Kubernetes Backend Deployments¶

Kubernetes Race Condition problem¶

As described in #652, there is a problem that exists in Kubernetes, while terminating Pods. Terminating Pods could be graceful, but the nature of distributed environments will show failures, because not all components in the distributed system changed already their state. When a Pod terminates, the controller-manager has to update the endpoints of the Kubernetes service. Additionally Skipper has to get this endpoints list. Skipper polls the kube-apiserver every -source-poll-timeout=<ms>, which defaults to 3000. Reducing this interval or implementing watch will only reduce the timeframe, but not fix the underlying race condition.

Mitigation strategies can be different and the next section document strategies for application developers to mitigate the problem.

Teardown strategies¶

An application that is target of an ingress can circumvent HTTP code 504s Gateway Timeouts with these strategies:

use Pod lifecycle hooks
use a SIGTERM handler to switch readinessProbe to unhealthy and exit later, or just wait for SIGKILL terminating the process.

Pod Lifecycle Hooks¶

Kubernetes Pod Lifecycle Hooks in the Pod spec can have a preStop command which executes for example a binary. The following will execute the binary sleep with argument 20 to wait 20 seconds before terminating the containers within the Pod:

lifecycle:
  preStop:
    exec:
      command: ["sleep","20"]

or use sleep in kubelet without the need of the binary sleep in your container:

lifecycle:
  preStop:
    sleep:
      seconds: 20

20 seconds should be enough to fade your Pod out of the endpoints list and Skipper’s routing table.

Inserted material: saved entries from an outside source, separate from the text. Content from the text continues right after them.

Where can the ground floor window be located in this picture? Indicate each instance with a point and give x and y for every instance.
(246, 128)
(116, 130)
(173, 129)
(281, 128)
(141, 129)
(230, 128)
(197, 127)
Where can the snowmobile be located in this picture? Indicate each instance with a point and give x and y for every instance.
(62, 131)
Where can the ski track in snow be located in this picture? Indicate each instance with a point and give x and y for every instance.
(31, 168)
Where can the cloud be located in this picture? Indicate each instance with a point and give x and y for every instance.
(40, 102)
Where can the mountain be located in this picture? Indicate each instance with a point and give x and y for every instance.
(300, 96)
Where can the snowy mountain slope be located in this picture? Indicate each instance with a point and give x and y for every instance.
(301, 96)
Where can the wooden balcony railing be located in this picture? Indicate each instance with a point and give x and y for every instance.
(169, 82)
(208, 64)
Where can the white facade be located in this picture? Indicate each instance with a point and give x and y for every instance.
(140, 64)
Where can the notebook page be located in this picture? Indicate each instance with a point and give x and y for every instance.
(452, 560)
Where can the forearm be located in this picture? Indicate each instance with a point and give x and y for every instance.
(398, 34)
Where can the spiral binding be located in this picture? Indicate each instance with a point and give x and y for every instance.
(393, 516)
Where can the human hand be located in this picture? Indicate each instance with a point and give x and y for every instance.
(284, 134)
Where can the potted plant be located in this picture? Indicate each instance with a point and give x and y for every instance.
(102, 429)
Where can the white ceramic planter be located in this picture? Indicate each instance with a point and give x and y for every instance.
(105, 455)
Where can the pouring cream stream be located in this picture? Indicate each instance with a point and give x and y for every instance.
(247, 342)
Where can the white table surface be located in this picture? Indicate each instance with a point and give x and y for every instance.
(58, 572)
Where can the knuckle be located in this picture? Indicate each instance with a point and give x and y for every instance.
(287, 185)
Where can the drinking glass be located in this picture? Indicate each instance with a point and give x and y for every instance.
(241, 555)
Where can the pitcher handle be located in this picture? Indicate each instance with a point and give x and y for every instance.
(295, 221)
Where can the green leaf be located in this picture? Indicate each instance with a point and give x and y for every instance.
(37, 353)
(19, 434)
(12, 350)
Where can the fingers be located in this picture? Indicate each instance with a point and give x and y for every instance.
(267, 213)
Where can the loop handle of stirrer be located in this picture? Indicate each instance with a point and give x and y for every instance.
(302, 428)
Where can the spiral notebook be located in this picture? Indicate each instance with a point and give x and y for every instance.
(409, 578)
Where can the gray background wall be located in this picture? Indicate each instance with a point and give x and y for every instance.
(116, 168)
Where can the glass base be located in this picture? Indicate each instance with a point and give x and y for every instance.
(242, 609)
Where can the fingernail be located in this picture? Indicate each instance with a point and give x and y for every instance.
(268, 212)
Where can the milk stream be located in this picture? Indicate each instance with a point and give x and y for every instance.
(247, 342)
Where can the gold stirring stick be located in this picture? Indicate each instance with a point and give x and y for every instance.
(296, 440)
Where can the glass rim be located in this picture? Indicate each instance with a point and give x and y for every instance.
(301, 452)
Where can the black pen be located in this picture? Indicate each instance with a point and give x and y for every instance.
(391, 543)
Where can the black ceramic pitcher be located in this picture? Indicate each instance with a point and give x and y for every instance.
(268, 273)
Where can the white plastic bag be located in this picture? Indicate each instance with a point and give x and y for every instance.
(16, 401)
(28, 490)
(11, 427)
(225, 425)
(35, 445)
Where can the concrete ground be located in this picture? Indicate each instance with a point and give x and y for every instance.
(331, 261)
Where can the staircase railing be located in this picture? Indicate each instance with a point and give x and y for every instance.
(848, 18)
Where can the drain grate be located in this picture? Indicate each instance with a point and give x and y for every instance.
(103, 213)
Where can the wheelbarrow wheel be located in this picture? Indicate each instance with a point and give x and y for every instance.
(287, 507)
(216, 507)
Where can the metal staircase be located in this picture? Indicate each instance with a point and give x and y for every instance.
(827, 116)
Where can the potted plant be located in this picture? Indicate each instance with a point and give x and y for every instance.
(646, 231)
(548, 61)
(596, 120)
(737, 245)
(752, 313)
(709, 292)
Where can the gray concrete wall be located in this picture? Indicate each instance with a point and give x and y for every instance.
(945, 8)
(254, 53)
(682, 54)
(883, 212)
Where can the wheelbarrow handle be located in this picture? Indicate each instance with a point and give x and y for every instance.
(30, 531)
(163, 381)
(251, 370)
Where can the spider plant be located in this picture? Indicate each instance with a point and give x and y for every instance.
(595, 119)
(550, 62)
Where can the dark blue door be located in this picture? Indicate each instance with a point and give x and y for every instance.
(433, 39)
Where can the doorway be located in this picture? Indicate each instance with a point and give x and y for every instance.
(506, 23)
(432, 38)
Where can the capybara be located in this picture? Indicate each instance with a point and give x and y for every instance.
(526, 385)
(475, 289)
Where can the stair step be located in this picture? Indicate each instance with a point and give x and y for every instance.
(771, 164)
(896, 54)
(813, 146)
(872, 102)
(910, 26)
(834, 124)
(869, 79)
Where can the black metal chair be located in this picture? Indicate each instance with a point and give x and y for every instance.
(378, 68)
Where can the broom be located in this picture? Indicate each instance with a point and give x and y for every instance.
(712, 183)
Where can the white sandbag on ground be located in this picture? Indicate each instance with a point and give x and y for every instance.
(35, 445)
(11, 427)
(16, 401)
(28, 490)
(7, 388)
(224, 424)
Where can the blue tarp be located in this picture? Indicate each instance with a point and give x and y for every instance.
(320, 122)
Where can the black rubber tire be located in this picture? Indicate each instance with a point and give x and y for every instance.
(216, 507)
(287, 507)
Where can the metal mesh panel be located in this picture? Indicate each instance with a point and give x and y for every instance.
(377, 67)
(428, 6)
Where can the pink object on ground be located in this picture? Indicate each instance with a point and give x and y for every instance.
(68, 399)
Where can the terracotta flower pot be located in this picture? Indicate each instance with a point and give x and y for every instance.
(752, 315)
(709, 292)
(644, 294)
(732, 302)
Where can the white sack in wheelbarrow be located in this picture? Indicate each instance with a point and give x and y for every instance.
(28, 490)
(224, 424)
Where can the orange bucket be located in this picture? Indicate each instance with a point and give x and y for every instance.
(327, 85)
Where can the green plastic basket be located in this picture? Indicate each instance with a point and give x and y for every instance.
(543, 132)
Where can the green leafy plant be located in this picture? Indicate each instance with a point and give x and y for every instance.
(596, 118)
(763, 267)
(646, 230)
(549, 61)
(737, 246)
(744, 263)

SIGTERM handling in Containers¶

An application can implement a SIGTERM handler, that changes the readinessProbe target to unhealthy for the application instance. This will make sure it will be deleted from the endpoints list and from Skipper’s routing table. Similar to Pod Lifecycle Hooks you could sleep 20 seconds and after that terminate your application or you just wait until SIGKILL will cleanup the instance after 60s.

go func() {
    var sigs chan os.Signal
    sigs = make(chan os.Signal, 1)
    signal.Notify(sigs, syscall.SIGTERM)
    for {
        select {
            case <-sigs:
               healthCheck = unhealthy
               time.Sleep(20*time.Second)
               os.Exit(0)
        }
    }
}()